A truly revolutionary technology produces second- and third-order effects that are nearly impossible to predict, but must be accounted for. When this happens, you can’t extend the old rules into the new world.
Too many companies are taking a “horseless carriage” approach to AI and AEO1. After seeing SEO traffic ebb away, they are throwing equal resources into being mentioned in Gemini, Claude, and ChatGPT (what I’ll call “The AI Agents”).
Search is dying, so AI is its 1:1 replacement.
Great strategy, let’s get lunch.
Reframing AEO
These companies were handed an automobile and asked how the horses fit in.

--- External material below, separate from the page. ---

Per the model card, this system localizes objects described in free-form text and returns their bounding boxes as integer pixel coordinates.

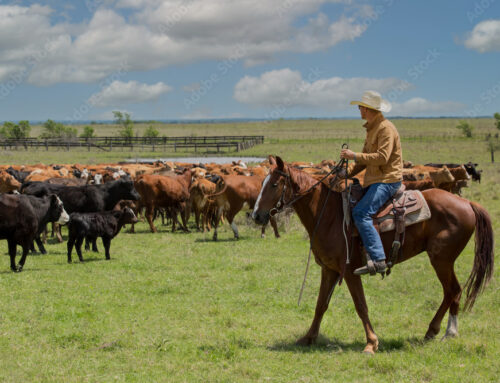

Instead, look at the distribution factors of AI agents from first principles and not compared to SEO or search:
- The AI Agents are volatile. They are feverishly and constantly updating their models, how they work, and what data they are pulling from. Good luck guessing what’s working today that will also work tomorrow. Remember when GPT boosted and then nuked Reddit mentions?
- The AI Agents are popular. People are using them and are using them more each month. Even “normies” know what ChatGPT is. This is where people are going to answer high purchase intent queries that used to go to Google. Like it or not, your audience is here.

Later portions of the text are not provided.